Cage’s primary opponent is a Harlem nightclub owner and crime boss named Cornell Stokes (Mahershala Ali), whose nickname is Cottonmouth, although you’d better not call the sleekly tailored villain that name to his face. He’s often paired with Mariah Dillard, a Harlem councilwoman played by the great Alfre Woodard — she’s Cornell’s cousin, and her political life benefits from Stokes’s ill-gotten gains. But both Cornell and Mariah, as cynical as they can be, aren’t pure villains. When they talk about the glory of Harlem’s past and the possibilities for its future, they’re knowledgeable and sincere.

“I’m not the hero type,” Luke says at one point, his voice quiet, his gaze penetrating. Colter made an impression on The Good Wife playing drug lord Lemond Bishop. It was a role that got a lot of its effect from Colter’s physical presence: Placed in the context of the chatty, mostly white lawyers on that Julianna Margulies series, Colter was required to be a variation on an old leading-man cliché: the strong, silent type. That he transcended cliché was mostly due to his expressive eyes and sharp glances.

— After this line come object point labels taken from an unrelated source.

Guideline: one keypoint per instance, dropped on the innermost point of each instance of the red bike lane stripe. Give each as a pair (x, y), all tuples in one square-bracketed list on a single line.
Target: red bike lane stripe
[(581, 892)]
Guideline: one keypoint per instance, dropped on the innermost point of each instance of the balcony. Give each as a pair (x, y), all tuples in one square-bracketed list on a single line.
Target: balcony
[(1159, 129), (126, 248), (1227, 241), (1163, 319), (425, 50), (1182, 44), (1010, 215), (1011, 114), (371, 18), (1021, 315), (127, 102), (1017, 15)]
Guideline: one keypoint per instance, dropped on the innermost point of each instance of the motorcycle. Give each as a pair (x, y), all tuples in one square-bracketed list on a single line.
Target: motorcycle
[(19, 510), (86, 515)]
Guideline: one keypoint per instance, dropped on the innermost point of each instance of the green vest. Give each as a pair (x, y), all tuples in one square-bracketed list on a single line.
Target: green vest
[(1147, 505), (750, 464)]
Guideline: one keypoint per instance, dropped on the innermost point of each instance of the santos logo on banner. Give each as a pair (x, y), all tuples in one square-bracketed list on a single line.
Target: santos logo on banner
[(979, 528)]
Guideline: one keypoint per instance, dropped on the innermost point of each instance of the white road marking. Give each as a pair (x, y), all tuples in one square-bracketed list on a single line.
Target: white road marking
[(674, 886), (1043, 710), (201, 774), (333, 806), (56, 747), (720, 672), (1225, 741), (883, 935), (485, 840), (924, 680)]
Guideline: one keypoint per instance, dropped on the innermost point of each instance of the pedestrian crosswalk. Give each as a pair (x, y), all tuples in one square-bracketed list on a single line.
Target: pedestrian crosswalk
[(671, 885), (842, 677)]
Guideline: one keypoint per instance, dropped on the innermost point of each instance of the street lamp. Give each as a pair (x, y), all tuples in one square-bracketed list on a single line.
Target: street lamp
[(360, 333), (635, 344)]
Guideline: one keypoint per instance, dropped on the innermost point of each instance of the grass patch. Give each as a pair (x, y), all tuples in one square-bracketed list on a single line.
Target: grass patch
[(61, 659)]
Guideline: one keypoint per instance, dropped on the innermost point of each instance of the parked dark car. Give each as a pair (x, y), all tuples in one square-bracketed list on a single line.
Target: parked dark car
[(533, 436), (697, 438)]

Now Colter is liberated to express a much wider range of emotions, and he does it with deceptive ease. Comics fans, upon seeing bullets bounce off Luke’s chest, may be reminded of Superman, and that’s good — the most all-American white superhero needed a nonwhite all-American superhero as a complement and a corrective to decades of pop myth-making.

There are times when Luke Cage strains at the confinement of the genres it uses, when its superhero, gangster, and crime fiction subplots seem too familiar, too flimsy, to contain all the drama Coker and his writers want to pour into this show. That will be its challenge going forward, and if there’s any justice in the world of Luke Cage, it will continue, and go forward, after many people have binged this first season.

Luke Cage is streaming now on Netflix.